Очень холмистая местность напомнила мне Литву. Приятным бонусом было на прощание поесть вкусной клубники, которую почти целый тазик собрали «для детей» работницы теплиц!

Работали мы на площади Мужества, в Выборгском, Калининском районе города. Мы сажали кусты и деревья. Делали садовые дорожки, рабатки, клумбы, газоны. Одним словом, украшали и облагораживали город.

Училище я окончила с отличием. Администрация училища прислала моим родителям благодарственное письмо.

Отца вызвали на почту. Начальник почты подал ему письмо и спросил:

– Сам прочитаешь или прочитать?

Отец попросил прочитать. Он боялся, что это плохие новости. Почтовое отделение в нашем районе было что-то вроде клуба. Там собиралась местная интеллигенция. Выписывали редкие газеты и журналы. Туда же заходили и простые граждане. Заведующий открыл письмо и стал читать.

Моим родителям училище выражало благодарность за хорошее воспитание дочери, и далее шли дифирамбы в мой адрес! Люди, бывшие на почте, притихли и тоже слушали. Когда письмо было оглашено, у всех на почте просто отпали челюсти.

Зато мой отец был на высоте! Дух послал ему шанс через своего ребенка вспомнить, что он прежде всего – человек! Людская молва ничего не значит.


Известная русская балерина Тамара Карсавина однажды заметила: «…оглядываясь назад, на годы ученичества, я прихожу к заключению, что наше воспитание, несмотря на всю свою кажущуюся абсурдность, имело смысл, а тягостная атмосфера дисциплины стала хорошей школой, так как помогала сконцентрироваться на одной цели» (Т. П. Карсавина. Театральная улица. Воспоминания. / Перевод с английского И. Э. Балад. М.: 2004, с. 65).

Я полностью с ней согласна. Мое взросление очень отдаленно было связано с воспитанием. Это был абсурд высшей степени. Но мое умение без особых страданий подчиняться дисциплине сыграло большую роль в моей жизни. Я очень быстро научилась отделять зерна от плевел. Научилась правильно структурировать свое время и концентрироваться на своих целях.

Признание воспитательных заслуг моего отца всех поразило, но ничего не изменило в его жизни. Это был лишний повод «отметить» такое потрясающее событие!

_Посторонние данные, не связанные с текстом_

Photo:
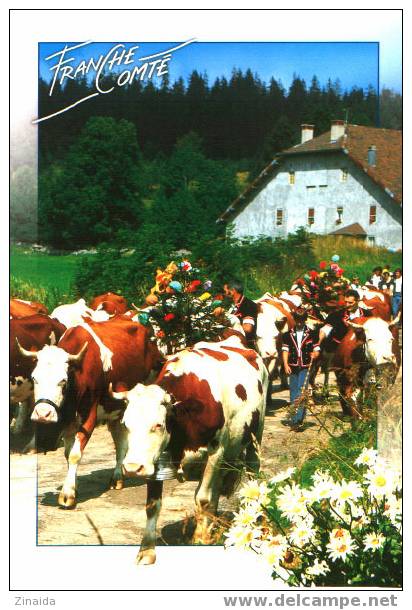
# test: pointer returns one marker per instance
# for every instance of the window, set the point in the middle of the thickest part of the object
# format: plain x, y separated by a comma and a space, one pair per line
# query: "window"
279, 218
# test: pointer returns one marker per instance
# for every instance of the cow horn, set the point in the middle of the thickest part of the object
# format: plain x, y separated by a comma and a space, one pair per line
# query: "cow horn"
77, 358
354, 325
26, 352
116, 395
395, 320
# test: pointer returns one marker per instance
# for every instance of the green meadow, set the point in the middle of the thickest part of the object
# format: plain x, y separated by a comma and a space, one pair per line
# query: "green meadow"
50, 278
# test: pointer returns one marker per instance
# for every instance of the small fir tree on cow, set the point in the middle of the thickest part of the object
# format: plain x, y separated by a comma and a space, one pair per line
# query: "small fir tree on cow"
323, 289
181, 308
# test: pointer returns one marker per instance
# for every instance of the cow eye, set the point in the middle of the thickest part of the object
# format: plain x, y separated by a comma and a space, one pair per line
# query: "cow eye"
157, 428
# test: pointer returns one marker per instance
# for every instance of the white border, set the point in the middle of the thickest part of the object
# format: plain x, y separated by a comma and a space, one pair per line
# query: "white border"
178, 567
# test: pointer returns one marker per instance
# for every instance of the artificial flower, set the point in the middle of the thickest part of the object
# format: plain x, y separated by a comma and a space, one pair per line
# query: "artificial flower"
373, 541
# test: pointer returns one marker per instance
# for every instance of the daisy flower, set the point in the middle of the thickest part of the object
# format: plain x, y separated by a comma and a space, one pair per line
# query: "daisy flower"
319, 568
241, 537
273, 549
340, 548
292, 502
346, 491
381, 482
373, 541
255, 491
322, 490
367, 457
282, 476
320, 476
301, 534
248, 514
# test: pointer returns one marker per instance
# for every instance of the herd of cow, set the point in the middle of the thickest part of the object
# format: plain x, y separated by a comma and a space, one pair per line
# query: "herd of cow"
204, 405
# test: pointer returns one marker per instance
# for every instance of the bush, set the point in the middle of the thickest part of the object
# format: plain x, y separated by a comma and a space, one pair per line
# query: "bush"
338, 532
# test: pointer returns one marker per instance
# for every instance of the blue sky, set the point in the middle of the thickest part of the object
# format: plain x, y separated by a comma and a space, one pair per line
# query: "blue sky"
354, 63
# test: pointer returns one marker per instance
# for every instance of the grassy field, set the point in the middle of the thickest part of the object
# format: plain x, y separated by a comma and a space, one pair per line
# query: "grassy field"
49, 278
42, 277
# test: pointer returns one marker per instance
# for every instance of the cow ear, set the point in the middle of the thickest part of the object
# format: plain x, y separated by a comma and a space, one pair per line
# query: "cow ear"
359, 334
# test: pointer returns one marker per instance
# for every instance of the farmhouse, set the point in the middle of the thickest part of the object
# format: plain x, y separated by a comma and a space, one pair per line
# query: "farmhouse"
347, 181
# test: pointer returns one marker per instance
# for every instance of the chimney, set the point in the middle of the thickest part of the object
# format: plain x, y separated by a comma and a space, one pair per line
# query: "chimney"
372, 156
337, 130
307, 132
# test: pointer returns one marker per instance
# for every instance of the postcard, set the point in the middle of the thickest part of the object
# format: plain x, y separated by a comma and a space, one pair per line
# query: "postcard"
206, 321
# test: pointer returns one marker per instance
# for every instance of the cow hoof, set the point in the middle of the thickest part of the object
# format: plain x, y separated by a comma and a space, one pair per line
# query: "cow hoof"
146, 557
117, 484
66, 500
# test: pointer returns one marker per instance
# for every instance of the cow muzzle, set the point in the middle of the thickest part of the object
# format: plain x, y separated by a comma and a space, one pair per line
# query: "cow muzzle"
45, 412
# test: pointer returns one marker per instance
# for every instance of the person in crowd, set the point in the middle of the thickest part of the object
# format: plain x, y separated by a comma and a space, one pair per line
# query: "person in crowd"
356, 285
299, 349
397, 292
336, 324
243, 308
386, 283
376, 277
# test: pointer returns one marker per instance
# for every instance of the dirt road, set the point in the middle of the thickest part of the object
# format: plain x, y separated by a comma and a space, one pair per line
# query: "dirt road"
111, 517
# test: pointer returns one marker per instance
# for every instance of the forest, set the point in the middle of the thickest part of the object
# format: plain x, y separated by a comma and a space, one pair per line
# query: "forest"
157, 165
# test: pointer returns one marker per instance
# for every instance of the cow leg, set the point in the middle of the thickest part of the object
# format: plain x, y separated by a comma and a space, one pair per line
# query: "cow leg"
22, 411
119, 436
147, 553
74, 445
207, 497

О вреде классической литературы…

Я помню, как однажды отец велел принести мой дневник и показать его гостям, которых в доме всегда было множество. В дневнике были одни пятерки. Отец это знал. Но накануне на уроке труда мы делали бумажные цветы, и мой цветок не очень понравился учительнице. Она поставила мне четверку. Я помню, как неохотно подала дневник. Отец листал его страницу за страницей и показывал гостям. И на последней странице стояла зловещая четверка!

Мне запомнилось только очень разочарованное лицо отца. Он щелкнул пальцем по четверке и сказал:

– Ну вот, теперь ты уже не отличница, а ударница. И за что четверка-то? За труд? Ну, мало я тебя гонял, значит!

Я испуганно забрала дневник. Я не знала, кто такая ударница. Все, что связано со словом «удар», приводило меня в ужас, потому что ударов за день я получала немерено. Ударница у меня ассоциировалась с человеком, которого кто-то ударяет за что-то.

Весь вечер я провела настороженно. Но отец то ли забыл про дневник, то ли много выпил. Вечер закончился тихо. Однако его разочарование моими успехами поселило в моей душе неуверенность, вроде как я совсем никчемный человек. После мне пришлось много над этим работать. Родительское обесценивание – это самое чудовищное, что может сделать родитель по отношению к своему ребенку.

Отец никогда ничего не читал – ни газет, ни книг. Чтение он считал потенциально опасным занятием, приводящим к сумасшествию. Для меня чтение было особым волшебным миром, где я оставалась наедине с собой и героями книг. Из книг я черпала все, чего мне недоставало в жизни. Я примеряла на себя образы героев, становясь то воплощенной добродетелью, то злодейкой. В особенности меня волновали женские образы.